A fine-tuned data language model ideally has all the language recognition and generative fluency of the original but focuses on a more specific context for better results.

There are hundreds of examples of fine-tuning for tasks like legal writing, financial reports, tax information, and so on. By fine-tuning a model using writings on legal cases or tax returns and correcting inaccuracies in generated results, an organization can develop a new tool that can draft clever content with fewer hallucinations.

If it seems implausible that these government-driven or regulated fields would use such untested technology, consider the case of a Colombian judge who reportedly used ChatGPT to draft his decision brief (without fine-turning).

Solution #4: Specialized model development

Many view fine-tuning a pre-trained model as a faster and less expensive approach compared with building new models. It’s not the only way, though. With enough budget, researchers and technology providers can also leverage the techniques of transformer models to develop specialized language models for specific domains or tasks.

For example, a group of researchers working at the University of Florida and in partnership with Nvidia, an AI technology provider, developed a specialized health-focused large language model to evaluate and analyze language data in the electronic health records used by hospitals and clinical practices.

The result was GatorTron, reportedly the largest-known LLM designed to evaluate the content in clinical records. The team has already developed a related model based on synthetic data, which alleviates privacy worries from using AI content based on personal medical records.

A recent experiment using the model to produce doctor’s notes resulted in AI-generated content that human readers could not identify as such 50% of the time.

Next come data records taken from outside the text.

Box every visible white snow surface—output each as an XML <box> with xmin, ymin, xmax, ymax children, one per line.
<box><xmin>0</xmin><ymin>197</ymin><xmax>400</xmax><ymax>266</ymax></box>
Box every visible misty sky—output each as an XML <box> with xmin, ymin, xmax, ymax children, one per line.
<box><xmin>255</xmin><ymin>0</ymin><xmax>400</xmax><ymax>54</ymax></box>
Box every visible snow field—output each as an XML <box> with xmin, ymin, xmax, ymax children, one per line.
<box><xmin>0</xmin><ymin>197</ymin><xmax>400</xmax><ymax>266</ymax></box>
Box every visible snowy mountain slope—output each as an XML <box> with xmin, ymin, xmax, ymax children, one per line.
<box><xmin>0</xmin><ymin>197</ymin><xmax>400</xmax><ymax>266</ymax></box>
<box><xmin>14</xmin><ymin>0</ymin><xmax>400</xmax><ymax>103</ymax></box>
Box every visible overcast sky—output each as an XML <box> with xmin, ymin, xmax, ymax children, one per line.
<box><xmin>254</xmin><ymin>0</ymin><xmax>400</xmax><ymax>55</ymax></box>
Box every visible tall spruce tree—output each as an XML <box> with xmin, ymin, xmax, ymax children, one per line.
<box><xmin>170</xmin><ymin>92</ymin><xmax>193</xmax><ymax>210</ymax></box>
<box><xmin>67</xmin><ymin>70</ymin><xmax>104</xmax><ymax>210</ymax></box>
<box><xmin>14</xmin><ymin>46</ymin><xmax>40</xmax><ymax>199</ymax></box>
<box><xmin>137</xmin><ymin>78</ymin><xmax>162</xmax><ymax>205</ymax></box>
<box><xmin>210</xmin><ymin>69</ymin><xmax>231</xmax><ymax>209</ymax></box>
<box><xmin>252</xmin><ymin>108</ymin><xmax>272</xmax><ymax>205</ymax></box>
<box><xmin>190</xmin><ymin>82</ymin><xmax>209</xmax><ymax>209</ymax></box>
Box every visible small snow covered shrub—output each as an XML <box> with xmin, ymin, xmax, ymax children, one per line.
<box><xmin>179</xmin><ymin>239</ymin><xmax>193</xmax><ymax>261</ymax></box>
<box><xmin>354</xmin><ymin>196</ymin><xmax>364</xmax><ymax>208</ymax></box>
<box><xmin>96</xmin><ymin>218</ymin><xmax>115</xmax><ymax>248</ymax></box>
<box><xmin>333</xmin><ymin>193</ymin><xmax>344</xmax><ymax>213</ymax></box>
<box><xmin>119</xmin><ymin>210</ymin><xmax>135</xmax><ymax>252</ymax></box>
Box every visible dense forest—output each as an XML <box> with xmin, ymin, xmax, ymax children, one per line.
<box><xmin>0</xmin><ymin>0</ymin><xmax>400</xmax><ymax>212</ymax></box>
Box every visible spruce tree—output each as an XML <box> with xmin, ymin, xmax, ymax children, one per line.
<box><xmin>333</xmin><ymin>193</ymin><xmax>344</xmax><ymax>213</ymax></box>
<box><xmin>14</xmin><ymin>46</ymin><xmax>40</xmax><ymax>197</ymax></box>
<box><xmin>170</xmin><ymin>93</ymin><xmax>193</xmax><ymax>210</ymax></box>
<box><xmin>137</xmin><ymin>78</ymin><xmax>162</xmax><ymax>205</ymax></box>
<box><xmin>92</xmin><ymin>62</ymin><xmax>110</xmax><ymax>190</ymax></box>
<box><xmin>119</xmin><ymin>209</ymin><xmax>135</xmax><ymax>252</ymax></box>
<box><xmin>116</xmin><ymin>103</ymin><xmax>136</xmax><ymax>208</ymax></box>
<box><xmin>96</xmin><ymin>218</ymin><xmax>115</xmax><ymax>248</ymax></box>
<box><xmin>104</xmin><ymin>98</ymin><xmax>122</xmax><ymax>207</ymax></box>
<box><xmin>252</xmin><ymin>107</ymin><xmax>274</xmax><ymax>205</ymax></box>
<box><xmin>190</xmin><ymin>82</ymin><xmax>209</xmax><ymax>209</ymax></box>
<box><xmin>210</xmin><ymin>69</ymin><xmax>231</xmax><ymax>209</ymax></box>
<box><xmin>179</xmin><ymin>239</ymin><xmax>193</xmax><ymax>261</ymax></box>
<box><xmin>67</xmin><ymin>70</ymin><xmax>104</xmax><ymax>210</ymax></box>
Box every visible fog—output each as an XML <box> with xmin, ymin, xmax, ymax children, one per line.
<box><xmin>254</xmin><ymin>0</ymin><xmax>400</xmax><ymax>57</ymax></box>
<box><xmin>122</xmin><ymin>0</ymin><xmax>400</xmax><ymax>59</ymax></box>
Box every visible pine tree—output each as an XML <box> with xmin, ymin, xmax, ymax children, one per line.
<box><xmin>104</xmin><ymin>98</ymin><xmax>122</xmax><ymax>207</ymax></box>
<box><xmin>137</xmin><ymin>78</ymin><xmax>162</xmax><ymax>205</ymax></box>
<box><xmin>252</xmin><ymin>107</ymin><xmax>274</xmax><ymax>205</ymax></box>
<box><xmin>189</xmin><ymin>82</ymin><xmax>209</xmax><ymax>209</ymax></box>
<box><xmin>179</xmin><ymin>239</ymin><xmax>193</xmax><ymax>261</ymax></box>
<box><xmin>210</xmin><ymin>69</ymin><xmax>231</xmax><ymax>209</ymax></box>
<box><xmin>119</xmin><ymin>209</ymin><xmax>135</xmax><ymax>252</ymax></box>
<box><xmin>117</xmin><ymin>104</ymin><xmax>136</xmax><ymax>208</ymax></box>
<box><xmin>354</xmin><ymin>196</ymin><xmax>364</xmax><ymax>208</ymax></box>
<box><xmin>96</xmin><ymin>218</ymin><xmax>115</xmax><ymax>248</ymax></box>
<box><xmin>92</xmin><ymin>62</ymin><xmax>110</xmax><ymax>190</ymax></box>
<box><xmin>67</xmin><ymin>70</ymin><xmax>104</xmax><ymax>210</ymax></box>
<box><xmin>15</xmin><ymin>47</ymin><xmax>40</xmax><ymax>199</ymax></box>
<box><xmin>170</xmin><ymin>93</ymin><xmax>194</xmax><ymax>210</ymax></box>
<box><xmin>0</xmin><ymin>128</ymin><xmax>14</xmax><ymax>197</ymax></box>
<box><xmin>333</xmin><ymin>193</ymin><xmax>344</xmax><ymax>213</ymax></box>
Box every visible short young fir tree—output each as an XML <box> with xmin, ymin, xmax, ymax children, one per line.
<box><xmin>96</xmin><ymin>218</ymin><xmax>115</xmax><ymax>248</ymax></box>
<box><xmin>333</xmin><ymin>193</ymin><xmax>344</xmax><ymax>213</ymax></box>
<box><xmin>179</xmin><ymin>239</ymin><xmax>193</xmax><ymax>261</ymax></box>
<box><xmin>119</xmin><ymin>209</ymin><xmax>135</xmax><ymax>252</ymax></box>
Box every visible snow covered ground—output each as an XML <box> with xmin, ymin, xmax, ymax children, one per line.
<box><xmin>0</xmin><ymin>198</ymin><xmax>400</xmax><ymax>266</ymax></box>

Example of a promp library main screen for Anthropic for an article on Content AI. This is a text heavy image that basically showcases a search bar with options.

Solution #5: Add-on functionality

Generating content is often part of a larger workflow within the business. Instead of stopping with the content, some developers are adding functionality on top of the content for greater value-add.

For example, researchers are trying to develop prompting add-ons so that everyday users don’t have to learn how to prompt well.

That’s just one example. Another comes from Jasper, whose Jasper for Business enhancements are a clear bid for enterprise-level contracts. These include a user interface that lets users define and apply their organization’s “brand voice” to all the copy they create. Jasper has also developed bots that allow users to use Jasper inside enterprise applications that require text.

Another solution provider called ABtesting.ai layers web A/B testing capabilities on top of language generation to test different variants of web copy and CTAs to identify the highest performer.

Next Steps for Leveraging Content AI

The techniques I’ve described so far are enhancements or workarounds of the foundational models. As the world of AI continues to evolve and innovate, however, researchers will build AI with abilities closer to real thinking and reasoning.

The Holy Grail of “artificial generation intelligence” (AGI) — a kind of meta-AI that can fulfill a variety of different computational tasks — is still alive and well. Others are exploring ways to enable AI to engage in abstraction and analogy.

The message for humans whose life and passion is good content creation: AI is going to keep getting smarter. But we can “get smarter,” too.

I don’t mean that human creators try to beat an AI at the kind of tasks that require massive computing power. But for the time being, the AI needs prompts and inputs. Think of those as the core ideas about what to write. And even when a content AI surfaces something new and original, it still needs humans who recognize its value and elevate it as a priority. In other words, innovation and imagination remain firmly in human hands. The more time we spend using those skills, the wider our lead.